Almost a year ago the Labour government asked for people’s views on what the national policy to fight racism and xenophobia should look like. There still is no national policy in sight.

But today’s letter from left-wing activists, intellectuals and retired or semi-retired politicians to the Labour government reminds us of another thing we often overlook. We only tend to see divisions in the half of the population that has tended to vote PN. But the two-party system is too awkward for voters of the Labour Party as well.

The political party with the second-largest share of electoral support in its own country in all of European democracy is the PN. The only party with a larger share is the PL. No other party in Europe seriously expects 50% of the population to support it at elections. In Malta, a party that gets less is doomed to complete exclusion from any meaningful political party.

In order to project that sort of unity, strands, opinions and disagreements need to be subsumed into the shared interest of the party. And frankly, when one tries to hold together enough opinions to mobilise half the electorate the only surviving interest the party could possibly have is willing elections.

This bit is usually easier for a party in government or a party that is near certain of winning an upcoming election. People suppress their misgivings in order to secure power or in order not to lose the power they possess.

Parties that are not expecting to win elections (much like the PN since its last, there but for the grace of God, win of 2008) are transparently less homogenous. As the reward of political power becomes elusive, the temptation of political opinion becomes irresistible.

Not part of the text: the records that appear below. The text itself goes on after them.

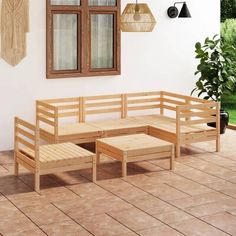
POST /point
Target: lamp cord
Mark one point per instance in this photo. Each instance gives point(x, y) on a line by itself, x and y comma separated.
point(176, 3)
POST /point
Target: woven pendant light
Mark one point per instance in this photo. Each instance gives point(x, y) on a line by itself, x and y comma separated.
point(137, 18)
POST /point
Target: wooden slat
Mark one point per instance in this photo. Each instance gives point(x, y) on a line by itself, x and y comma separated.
point(198, 114)
point(60, 100)
point(184, 97)
point(147, 100)
point(196, 106)
point(175, 102)
point(25, 124)
point(169, 107)
point(46, 113)
point(44, 104)
point(143, 94)
point(25, 158)
point(145, 107)
point(25, 133)
point(68, 107)
point(100, 111)
point(25, 143)
point(68, 114)
point(46, 120)
point(199, 121)
point(102, 97)
point(103, 104)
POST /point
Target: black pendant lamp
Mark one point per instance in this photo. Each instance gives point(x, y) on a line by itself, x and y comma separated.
point(173, 11)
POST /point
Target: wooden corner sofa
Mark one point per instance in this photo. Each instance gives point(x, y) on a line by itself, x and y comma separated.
point(169, 116)
point(47, 159)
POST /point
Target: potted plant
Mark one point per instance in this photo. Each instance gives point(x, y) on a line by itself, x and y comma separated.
point(216, 72)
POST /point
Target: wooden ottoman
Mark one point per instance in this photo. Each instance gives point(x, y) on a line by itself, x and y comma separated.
point(131, 148)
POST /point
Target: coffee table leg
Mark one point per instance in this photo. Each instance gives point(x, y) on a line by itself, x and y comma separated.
point(172, 158)
point(98, 157)
point(94, 169)
point(124, 168)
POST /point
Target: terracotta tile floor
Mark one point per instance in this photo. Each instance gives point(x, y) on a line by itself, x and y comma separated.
point(197, 198)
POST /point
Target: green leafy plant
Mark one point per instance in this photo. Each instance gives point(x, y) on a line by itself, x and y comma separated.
point(216, 69)
point(228, 9)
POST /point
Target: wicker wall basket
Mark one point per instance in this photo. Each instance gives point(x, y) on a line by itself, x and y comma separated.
point(137, 18)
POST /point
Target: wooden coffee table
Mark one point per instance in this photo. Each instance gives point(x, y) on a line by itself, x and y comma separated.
point(136, 147)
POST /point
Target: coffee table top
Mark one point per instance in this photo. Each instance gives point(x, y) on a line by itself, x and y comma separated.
point(133, 142)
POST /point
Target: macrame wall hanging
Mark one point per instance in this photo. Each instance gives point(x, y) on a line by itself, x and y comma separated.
point(13, 27)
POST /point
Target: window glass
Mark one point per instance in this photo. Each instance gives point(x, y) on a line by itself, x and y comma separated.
point(65, 46)
point(102, 37)
point(102, 2)
point(65, 2)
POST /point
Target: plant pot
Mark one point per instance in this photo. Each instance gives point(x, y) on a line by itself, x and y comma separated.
point(224, 120)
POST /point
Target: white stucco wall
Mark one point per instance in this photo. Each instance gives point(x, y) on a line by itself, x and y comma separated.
point(163, 59)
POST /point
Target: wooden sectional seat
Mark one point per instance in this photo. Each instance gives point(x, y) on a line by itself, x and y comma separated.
point(47, 159)
point(176, 118)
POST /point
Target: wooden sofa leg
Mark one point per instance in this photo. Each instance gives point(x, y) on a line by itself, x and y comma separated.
point(94, 170)
point(172, 159)
point(177, 150)
point(37, 182)
point(217, 144)
point(16, 168)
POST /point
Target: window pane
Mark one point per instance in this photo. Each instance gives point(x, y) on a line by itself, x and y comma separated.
point(65, 42)
point(102, 37)
point(102, 2)
point(65, 2)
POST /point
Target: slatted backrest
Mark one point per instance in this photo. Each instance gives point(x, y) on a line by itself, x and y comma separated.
point(26, 138)
point(170, 101)
point(100, 105)
point(198, 113)
point(141, 101)
point(55, 112)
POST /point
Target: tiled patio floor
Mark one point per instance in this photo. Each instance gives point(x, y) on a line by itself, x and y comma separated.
point(197, 198)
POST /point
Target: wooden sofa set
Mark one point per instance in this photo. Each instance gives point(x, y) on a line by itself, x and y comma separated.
point(66, 122)
point(172, 117)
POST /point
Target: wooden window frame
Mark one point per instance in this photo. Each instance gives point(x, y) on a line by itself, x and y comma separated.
point(84, 42)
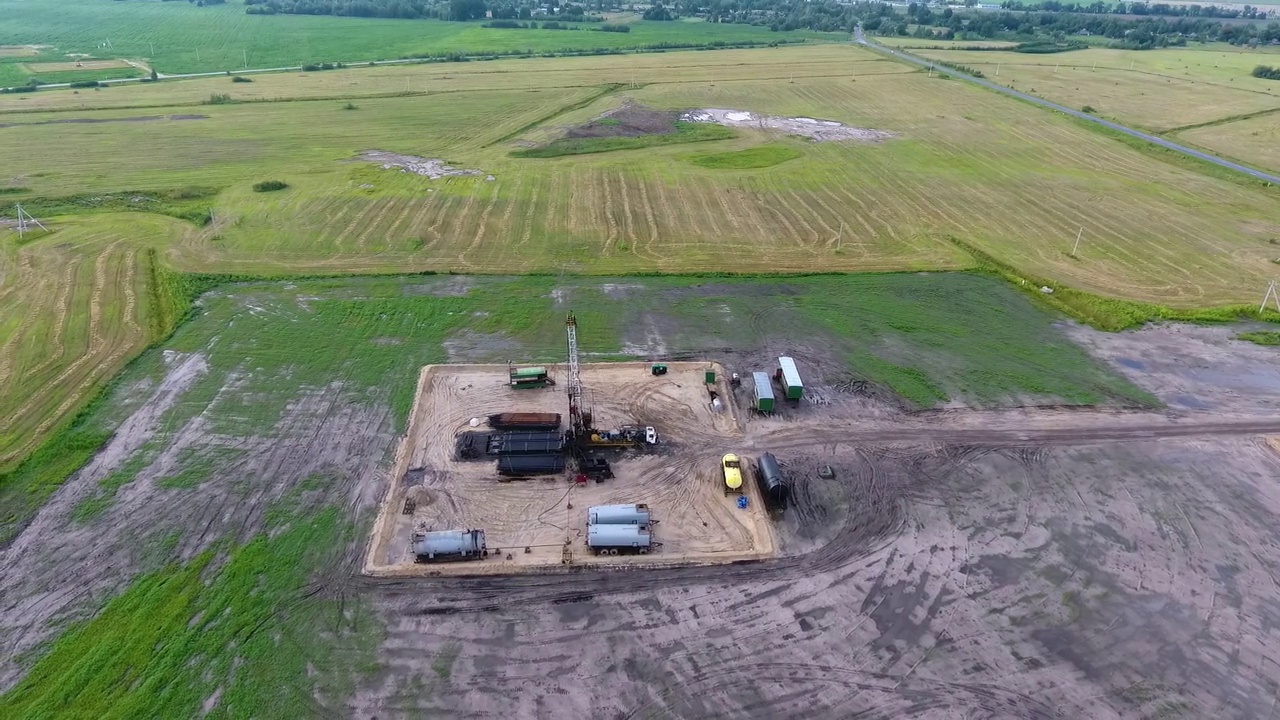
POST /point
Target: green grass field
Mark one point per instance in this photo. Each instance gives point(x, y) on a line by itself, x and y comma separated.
point(967, 169)
point(181, 37)
point(255, 621)
point(1157, 90)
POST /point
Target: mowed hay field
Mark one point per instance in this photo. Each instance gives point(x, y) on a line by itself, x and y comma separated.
point(1255, 140)
point(1156, 90)
point(965, 165)
point(182, 37)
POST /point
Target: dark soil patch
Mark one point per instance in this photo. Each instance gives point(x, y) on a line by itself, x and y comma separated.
point(629, 121)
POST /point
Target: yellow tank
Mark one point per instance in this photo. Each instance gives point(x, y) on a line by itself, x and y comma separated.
point(732, 469)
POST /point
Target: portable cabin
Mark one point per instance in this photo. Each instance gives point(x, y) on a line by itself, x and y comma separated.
point(763, 392)
point(612, 540)
point(632, 514)
point(524, 378)
point(790, 378)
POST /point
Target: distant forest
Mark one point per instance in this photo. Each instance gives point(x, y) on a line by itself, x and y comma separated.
point(1052, 21)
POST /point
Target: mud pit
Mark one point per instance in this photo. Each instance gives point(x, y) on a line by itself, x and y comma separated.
point(822, 131)
point(432, 168)
point(696, 522)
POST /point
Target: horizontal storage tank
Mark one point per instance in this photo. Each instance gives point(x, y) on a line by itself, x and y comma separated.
point(522, 442)
point(525, 420)
point(790, 377)
point(773, 484)
point(763, 392)
point(634, 514)
point(449, 545)
point(528, 465)
point(618, 537)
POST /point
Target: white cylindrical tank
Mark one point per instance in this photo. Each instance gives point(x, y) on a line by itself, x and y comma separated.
point(449, 545)
point(632, 514)
point(618, 537)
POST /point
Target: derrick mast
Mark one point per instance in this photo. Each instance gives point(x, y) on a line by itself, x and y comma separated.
point(577, 422)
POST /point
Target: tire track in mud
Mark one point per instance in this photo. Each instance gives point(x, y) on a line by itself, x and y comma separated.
point(876, 513)
point(920, 696)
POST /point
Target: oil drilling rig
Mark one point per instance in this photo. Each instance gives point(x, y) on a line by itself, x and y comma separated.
point(584, 434)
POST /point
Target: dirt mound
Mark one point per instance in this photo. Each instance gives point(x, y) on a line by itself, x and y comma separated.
point(822, 131)
point(432, 168)
point(629, 121)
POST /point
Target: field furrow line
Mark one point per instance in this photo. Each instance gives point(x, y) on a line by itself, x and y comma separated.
point(59, 327)
point(385, 208)
point(860, 214)
point(131, 315)
point(504, 228)
point(483, 226)
point(530, 217)
point(650, 220)
point(460, 222)
point(442, 212)
point(554, 196)
point(831, 229)
point(612, 233)
point(798, 219)
point(714, 201)
point(629, 226)
point(370, 206)
point(95, 341)
point(408, 212)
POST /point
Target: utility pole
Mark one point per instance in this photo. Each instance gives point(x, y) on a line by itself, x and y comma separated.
point(26, 220)
point(1271, 294)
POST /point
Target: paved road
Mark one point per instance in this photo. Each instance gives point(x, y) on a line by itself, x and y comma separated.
point(1258, 174)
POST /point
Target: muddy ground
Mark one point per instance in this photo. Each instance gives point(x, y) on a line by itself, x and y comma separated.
point(540, 523)
point(627, 121)
point(1011, 563)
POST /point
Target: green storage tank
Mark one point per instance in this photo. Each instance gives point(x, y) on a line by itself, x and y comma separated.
point(790, 377)
point(763, 392)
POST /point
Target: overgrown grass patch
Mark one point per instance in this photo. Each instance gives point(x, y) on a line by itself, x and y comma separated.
point(685, 132)
point(234, 621)
point(1261, 337)
point(749, 159)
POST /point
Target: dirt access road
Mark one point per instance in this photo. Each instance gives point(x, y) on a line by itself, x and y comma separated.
point(1200, 155)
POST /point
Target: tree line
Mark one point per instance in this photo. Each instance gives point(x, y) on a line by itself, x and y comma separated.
point(1165, 9)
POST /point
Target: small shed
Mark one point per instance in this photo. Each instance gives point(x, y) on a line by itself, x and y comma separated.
point(763, 392)
point(790, 377)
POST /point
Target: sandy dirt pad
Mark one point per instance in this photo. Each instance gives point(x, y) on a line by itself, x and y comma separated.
point(58, 569)
point(1101, 582)
point(822, 131)
point(680, 481)
point(76, 65)
point(432, 168)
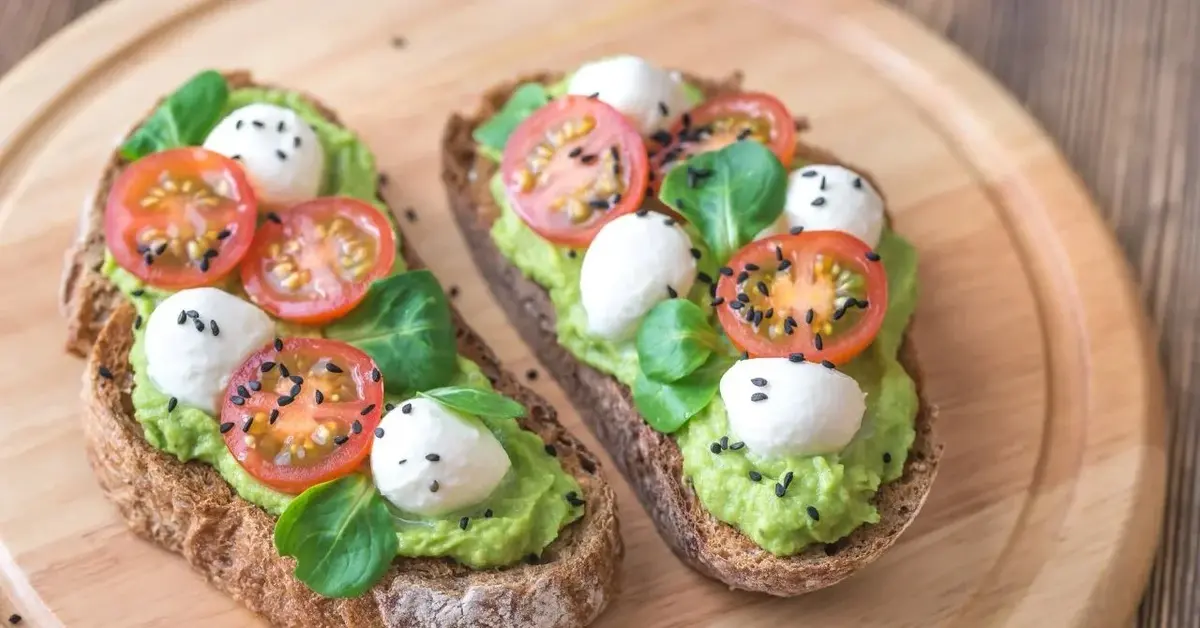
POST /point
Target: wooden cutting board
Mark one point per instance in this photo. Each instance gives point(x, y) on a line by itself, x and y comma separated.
point(1032, 339)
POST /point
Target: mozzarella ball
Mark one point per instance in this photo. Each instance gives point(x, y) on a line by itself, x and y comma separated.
point(431, 460)
point(277, 149)
point(834, 198)
point(635, 88)
point(191, 362)
point(634, 263)
point(779, 407)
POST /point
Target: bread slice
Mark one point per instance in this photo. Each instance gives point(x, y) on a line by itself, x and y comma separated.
point(649, 460)
point(190, 509)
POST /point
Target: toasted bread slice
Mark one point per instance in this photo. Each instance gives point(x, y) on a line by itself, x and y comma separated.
point(649, 460)
point(190, 509)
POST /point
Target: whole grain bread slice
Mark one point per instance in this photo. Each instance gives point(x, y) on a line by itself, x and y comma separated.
point(190, 509)
point(651, 461)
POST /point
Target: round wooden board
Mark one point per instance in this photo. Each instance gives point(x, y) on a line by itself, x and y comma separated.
point(1030, 330)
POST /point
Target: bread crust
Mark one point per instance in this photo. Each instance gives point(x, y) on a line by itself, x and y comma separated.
point(190, 509)
point(652, 461)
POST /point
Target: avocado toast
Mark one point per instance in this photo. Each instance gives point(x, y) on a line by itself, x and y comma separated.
point(174, 480)
point(651, 459)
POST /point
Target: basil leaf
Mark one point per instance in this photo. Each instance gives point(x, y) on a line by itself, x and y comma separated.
point(673, 340)
point(405, 326)
point(495, 132)
point(667, 406)
point(743, 195)
point(341, 534)
point(475, 402)
point(183, 119)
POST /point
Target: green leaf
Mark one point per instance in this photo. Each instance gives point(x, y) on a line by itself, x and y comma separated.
point(475, 402)
point(183, 119)
point(744, 195)
point(405, 326)
point(495, 132)
point(341, 534)
point(667, 406)
point(673, 340)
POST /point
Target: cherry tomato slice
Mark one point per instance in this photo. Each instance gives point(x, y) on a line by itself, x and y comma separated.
point(571, 167)
point(720, 121)
point(318, 259)
point(180, 219)
point(303, 414)
point(819, 293)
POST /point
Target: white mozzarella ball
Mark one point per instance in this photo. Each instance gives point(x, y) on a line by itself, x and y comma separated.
point(834, 198)
point(277, 149)
point(779, 407)
point(431, 460)
point(634, 263)
point(189, 360)
point(635, 88)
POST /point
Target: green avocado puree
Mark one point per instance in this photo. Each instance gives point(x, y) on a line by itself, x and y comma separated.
point(839, 486)
point(528, 508)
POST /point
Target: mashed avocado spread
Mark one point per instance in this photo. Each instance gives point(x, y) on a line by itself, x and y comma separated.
point(527, 508)
point(839, 486)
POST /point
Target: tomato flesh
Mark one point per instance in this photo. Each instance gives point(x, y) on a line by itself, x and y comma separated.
point(316, 261)
point(303, 414)
point(571, 167)
point(821, 294)
point(180, 219)
point(720, 121)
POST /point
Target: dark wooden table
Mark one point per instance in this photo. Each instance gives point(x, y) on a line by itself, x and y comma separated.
point(1117, 84)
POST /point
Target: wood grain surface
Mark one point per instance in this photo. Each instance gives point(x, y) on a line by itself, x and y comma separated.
point(1115, 83)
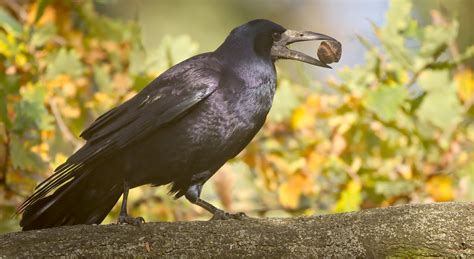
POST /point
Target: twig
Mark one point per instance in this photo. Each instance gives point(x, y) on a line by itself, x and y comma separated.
point(62, 126)
point(438, 19)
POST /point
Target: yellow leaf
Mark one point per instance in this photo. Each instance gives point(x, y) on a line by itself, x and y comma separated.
point(440, 188)
point(302, 118)
point(289, 193)
point(42, 150)
point(70, 112)
point(58, 160)
point(465, 85)
point(350, 198)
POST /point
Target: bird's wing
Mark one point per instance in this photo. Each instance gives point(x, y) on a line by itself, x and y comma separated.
point(170, 96)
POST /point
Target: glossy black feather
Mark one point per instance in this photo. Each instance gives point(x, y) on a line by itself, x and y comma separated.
point(180, 129)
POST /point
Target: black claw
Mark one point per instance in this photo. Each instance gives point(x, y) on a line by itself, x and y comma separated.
point(222, 215)
point(131, 220)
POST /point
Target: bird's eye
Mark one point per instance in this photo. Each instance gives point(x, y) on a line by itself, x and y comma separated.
point(276, 36)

Is the Labour Party then, showing signs of division? Not so fast.

A letter from Labourites chiding the Labour government for racialist populism is an obvious place to start, perhaps. They speak of the “unity of the working classes” as if they’ve just walked out of 1848. They surely must realise that the most obviously excitable audience for the rhetoric of racial prejudice is indeed the working class. Sure, there are posh racists as well. But the intuitive proletarian solidarity crap they are reverting to here is a myth and the populists that run the party they vote for knows it full well.

There’s no reason for intellectuals to keep their anti-racism sensibilities to themselves. Their initiative of today is commendable and in the interests of suffering victims of racism, one hopes it goes some way in bringing about change. I hardly think it will.

There’s so much else in the conduct of the Labour government that left-wing intellectuals should feel profoundly disturbed by. The overpowering influence of oligarchs over the government, the complicity with organised crime, the low-tax dogma, the lack of initiative for new economic fronts that are not dependant on piracy, the abuse of free speech, the killing of a journalist, the cronyism in public appointments, the institutionalised corruption. Are these more important than institutionalised racism? Not at all. Are they less important? No.

If enough foundlings speak up, political parties would be made to realise who the real parents are. And maybe two are not enough.